From Cognition to Computation: A Comparative Review of Human Attention and Transformer Architectures
Minglu Zhao, Dehong Xu, Tao Gao
TL;DR
The paper investigates how human attention and Transformer attention align and diverge, focusing on capacity constraints, attentional pathways, and intentional control. It frames the Transformer as implementing a self-attention mechanism and extends to multi-head attention, with explicit formulas $Attention(Q,K,V)=softmax((QK^T)/sqrt(d_k))V$ and $MultiHead(Q,K,V)=Concat(head_1,...,head_h)W^O$, where each head $head_i=Attention(QW^Q_i,KW^K_i,VW^V_i)$. The authors present a structured comparative analysis across vision, language, and agency, identifying similarities in selective attention and contextual integration, but highlighting important differences in resource limits and agency.
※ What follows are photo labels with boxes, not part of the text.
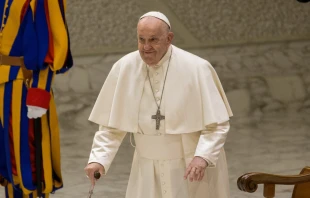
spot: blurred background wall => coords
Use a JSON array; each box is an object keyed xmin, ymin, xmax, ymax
[{"xmin": 54, "ymin": 0, "xmax": 310, "ymax": 120}]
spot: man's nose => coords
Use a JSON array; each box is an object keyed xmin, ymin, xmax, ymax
[{"xmin": 143, "ymin": 42, "xmax": 152, "ymax": 51}]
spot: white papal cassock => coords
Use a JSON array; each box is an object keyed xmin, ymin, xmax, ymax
[{"xmin": 89, "ymin": 46, "xmax": 232, "ymax": 198}]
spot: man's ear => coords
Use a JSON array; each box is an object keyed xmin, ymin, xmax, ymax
[{"xmin": 168, "ymin": 32, "xmax": 174, "ymax": 43}]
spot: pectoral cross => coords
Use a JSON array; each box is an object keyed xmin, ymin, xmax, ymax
[{"xmin": 152, "ymin": 109, "xmax": 165, "ymax": 130}]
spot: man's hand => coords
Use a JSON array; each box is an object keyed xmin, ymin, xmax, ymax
[
  {"xmin": 84, "ymin": 162, "xmax": 105, "ymax": 186},
  {"xmin": 184, "ymin": 156, "xmax": 208, "ymax": 182},
  {"xmin": 27, "ymin": 105, "xmax": 47, "ymax": 119}
]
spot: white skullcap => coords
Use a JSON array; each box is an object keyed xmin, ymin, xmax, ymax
[{"xmin": 139, "ymin": 11, "xmax": 171, "ymax": 29}]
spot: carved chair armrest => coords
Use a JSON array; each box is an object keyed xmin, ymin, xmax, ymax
[{"xmin": 237, "ymin": 167, "xmax": 310, "ymax": 193}]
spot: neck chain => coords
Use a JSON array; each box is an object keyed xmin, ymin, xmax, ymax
[{"xmin": 146, "ymin": 48, "xmax": 172, "ymax": 130}]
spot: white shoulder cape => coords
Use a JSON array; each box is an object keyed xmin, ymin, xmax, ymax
[{"xmin": 89, "ymin": 46, "xmax": 232, "ymax": 134}]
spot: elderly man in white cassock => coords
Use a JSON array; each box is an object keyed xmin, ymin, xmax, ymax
[{"xmin": 85, "ymin": 12, "xmax": 232, "ymax": 198}]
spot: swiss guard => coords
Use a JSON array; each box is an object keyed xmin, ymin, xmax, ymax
[{"xmin": 0, "ymin": 0, "xmax": 73, "ymax": 198}]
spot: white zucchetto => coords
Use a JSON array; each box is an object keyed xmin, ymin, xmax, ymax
[{"xmin": 139, "ymin": 11, "xmax": 171, "ymax": 29}]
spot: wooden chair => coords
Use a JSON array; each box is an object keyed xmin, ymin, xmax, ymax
[{"xmin": 237, "ymin": 167, "xmax": 310, "ymax": 198}]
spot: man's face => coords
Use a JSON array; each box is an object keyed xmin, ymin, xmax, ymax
[{"xmin": 137, "ymin": 17, "xmax": 173, "ymax": 66}]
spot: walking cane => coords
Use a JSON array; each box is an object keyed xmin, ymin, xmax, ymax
[{"xmin": 87, "ymin": 171, "xmax": 101, "ymax": 198}]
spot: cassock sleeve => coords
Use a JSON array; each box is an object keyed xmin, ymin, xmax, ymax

They argue for interdisciplinary exploration to derive resource-aware, interpretable representations and potentially explicit agency mechanisms in AI.
Abstract
Attention is a cornerstone of human cognition that facilitates the efficient extraction of information in everyday life. Recent developments in artificial intelligence like the Transformer architecture also incorporate the idea of attention in model designs. However, despite the shared fundamental principle of selectively attending to information, human attention and the Transformer model display notable differences, particularly in their capacity constraints, attention pathways, and intentional mechanisms. Our review aims to provide a comparative analysis of these mechanisms from a cognitive-functional perspective, thereby shedding light on several open research questions. The exploration encourages interdisciplinary efforts to derive insights from human attention mechanisms in the pursuit of developing more generalized artificial intelligence.